So what I demonstrated, the integration with OpenAI, any successes so far? Please signal if it works. Okay, perfect. Then let's continue with the next step, so that was application four. So right now all the responses are based on, the data, that the large language model was trained on, but as I said, the LLM was not trained with our private data. And in order to provide or bring our private data into the picture, we are going to leverage Astra DB, our vector store and vectorize our context, store it there, retrieve it out of Astra DB and provide it within the prompt as context to the LLM. So yeah, maybe quickly to Astra DB.

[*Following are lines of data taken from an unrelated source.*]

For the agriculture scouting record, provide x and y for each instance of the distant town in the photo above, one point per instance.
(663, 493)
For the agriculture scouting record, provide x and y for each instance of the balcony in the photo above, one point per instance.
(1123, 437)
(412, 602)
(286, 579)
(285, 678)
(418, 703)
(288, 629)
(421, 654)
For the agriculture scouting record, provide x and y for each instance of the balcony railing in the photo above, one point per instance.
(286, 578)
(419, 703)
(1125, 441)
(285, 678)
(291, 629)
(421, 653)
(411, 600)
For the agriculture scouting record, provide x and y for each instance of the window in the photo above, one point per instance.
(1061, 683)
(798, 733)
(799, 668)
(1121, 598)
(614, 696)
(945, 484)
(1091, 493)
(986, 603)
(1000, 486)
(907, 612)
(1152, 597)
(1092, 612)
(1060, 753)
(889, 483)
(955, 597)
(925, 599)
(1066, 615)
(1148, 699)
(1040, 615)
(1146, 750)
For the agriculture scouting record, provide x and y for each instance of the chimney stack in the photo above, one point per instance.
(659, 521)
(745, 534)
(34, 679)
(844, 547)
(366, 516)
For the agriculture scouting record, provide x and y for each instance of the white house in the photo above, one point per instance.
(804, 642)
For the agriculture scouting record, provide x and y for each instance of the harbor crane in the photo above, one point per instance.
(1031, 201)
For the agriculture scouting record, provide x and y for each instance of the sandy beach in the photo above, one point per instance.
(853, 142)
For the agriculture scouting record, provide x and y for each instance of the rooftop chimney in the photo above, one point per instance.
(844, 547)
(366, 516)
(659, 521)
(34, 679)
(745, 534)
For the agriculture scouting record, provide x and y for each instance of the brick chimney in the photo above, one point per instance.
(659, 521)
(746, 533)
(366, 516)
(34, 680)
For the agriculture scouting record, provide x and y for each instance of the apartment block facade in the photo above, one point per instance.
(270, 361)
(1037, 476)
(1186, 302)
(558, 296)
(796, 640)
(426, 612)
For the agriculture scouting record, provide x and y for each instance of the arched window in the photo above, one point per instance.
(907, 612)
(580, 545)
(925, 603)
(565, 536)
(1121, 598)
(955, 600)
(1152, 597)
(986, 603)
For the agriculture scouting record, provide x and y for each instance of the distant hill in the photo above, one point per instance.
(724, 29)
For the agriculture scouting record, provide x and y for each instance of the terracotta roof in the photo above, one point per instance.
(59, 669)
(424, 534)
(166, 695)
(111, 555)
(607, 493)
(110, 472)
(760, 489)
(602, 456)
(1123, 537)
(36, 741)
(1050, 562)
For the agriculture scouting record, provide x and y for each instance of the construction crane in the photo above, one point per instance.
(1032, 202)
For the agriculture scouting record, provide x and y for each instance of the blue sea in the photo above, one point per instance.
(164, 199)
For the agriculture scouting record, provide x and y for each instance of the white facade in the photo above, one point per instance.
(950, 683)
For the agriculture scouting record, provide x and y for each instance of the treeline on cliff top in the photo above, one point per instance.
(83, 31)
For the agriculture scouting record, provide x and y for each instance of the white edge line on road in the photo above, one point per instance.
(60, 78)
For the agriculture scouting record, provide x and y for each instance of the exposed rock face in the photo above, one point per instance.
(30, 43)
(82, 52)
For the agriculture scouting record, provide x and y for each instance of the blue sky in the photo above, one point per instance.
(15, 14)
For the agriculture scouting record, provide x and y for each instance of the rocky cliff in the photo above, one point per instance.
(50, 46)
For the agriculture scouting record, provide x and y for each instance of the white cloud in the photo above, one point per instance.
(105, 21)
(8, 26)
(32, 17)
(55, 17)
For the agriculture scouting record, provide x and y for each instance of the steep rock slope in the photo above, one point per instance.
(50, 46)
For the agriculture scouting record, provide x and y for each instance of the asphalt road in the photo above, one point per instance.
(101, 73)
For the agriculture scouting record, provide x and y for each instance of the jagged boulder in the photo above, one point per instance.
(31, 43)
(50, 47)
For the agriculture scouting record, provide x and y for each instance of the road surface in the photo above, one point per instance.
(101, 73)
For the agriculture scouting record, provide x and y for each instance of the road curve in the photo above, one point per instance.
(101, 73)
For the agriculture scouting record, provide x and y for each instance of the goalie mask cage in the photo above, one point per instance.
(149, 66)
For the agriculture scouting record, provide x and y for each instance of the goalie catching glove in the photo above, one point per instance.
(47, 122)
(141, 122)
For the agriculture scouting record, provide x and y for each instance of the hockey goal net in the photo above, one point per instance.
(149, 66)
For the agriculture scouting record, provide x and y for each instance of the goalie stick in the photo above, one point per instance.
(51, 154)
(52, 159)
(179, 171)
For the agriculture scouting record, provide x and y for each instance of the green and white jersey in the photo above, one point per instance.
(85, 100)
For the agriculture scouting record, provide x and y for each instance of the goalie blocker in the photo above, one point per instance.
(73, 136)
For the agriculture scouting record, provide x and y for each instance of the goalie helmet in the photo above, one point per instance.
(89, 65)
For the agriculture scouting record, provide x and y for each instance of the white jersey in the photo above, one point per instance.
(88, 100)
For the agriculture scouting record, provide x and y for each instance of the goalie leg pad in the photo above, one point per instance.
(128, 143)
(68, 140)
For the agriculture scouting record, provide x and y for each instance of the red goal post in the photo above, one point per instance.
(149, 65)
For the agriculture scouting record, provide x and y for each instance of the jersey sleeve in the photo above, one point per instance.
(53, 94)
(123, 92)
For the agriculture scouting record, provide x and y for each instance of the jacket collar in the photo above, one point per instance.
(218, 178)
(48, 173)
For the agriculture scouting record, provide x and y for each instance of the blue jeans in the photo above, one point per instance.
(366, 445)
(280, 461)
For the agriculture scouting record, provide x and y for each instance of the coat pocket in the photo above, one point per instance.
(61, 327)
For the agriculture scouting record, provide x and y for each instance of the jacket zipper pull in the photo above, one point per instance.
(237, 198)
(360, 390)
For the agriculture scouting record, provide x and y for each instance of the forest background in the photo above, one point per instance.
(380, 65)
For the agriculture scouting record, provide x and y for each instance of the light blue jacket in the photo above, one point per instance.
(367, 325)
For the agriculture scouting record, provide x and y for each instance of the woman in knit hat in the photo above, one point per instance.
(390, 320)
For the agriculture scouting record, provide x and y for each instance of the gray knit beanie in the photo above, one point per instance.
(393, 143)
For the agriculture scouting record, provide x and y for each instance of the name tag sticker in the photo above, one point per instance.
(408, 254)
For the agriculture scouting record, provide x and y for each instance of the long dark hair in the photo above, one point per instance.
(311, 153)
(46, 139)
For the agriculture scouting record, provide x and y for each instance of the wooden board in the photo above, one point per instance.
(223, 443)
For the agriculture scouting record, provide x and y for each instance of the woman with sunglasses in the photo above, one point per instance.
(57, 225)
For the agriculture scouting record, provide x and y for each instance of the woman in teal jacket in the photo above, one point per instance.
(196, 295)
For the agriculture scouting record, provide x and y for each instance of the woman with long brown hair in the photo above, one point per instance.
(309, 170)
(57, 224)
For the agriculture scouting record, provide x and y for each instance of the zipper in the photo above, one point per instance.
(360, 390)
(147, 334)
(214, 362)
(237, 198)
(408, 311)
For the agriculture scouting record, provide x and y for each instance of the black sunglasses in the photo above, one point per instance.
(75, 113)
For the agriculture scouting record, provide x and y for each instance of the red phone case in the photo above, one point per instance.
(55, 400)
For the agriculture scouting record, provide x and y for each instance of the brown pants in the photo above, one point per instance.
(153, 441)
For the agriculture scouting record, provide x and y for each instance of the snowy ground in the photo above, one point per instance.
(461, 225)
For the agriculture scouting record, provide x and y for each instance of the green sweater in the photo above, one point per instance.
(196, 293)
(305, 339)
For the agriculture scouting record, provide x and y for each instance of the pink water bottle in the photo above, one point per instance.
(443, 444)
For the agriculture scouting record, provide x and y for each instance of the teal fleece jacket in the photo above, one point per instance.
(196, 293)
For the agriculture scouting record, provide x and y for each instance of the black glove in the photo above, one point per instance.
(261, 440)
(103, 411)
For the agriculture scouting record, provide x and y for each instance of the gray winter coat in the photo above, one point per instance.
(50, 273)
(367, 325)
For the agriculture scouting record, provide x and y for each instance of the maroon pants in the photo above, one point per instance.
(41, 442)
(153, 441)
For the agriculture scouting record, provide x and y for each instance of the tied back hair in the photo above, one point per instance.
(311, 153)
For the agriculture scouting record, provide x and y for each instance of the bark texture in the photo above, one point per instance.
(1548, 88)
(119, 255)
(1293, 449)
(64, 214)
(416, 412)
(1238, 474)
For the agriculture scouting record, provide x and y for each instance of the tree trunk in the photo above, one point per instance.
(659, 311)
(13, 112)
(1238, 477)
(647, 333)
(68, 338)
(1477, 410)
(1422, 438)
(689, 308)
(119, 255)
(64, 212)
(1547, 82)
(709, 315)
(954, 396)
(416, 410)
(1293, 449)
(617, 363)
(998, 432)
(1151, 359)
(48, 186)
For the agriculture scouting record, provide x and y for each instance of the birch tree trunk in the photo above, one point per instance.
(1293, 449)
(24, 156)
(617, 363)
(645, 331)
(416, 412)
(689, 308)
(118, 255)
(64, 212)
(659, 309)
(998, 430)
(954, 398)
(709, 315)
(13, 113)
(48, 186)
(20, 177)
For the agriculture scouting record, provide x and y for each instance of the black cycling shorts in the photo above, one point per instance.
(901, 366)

So this is what you should see right now in your Astra DB UI. So you created the database and yeah, we spoke about endpoint and token. So these are metrics about throughput and other things. And then there is a tab called data explorer. There you can see a namespace. We work with a default key space. This is the name of the default namespace. This is what we leverage for now. You can create your own namespaces, but not necessary for us. So we have the namespaces, but not necessary for that workshop. And within the namespace, we have collections. In these collections, we store our data, we store our context. And as you can see here, so my context is stored in a collection called length flow. There is also information about the dimensions of the vector dimensions. 1536 dimensions is quite a lot. And as I said before, captured within these dimensions is the semantic, is the context of the text that was vectorized. And then when we go down, there is the collection data, there are the documents, the vectors are stored side-by-side with the content. So this is the text that was sent or that we sent over to the OpenAI embedding model in the next workshop iteration. And that gets then vectorized. And the result of that vectorization is this vector. And we store both side-by-side. And this allows us to do a vector search. So I can do a search right now within the AstraDB UI to do a similarity search. And then as you can see, yeah, there is a similarity score of one. There are different algorithms available or a similarity search. There is cosine, dot product, Euclidean, and there are other algorithms. We use the default in this workshop, we use cosine. And the cosine similarity score of one means that there is a 100% similarity within all the contexts that we have in the database. And for sure the reason is we used the vector, one of these documents that contains the context in our database. And if you compare it with itself, it is completely similar. So that is what we get as a response here. And here on the left-hand side, we can see the similarity to all these other text chunks that we are going to store. So we haven't done that. We are going to store in AstraDB.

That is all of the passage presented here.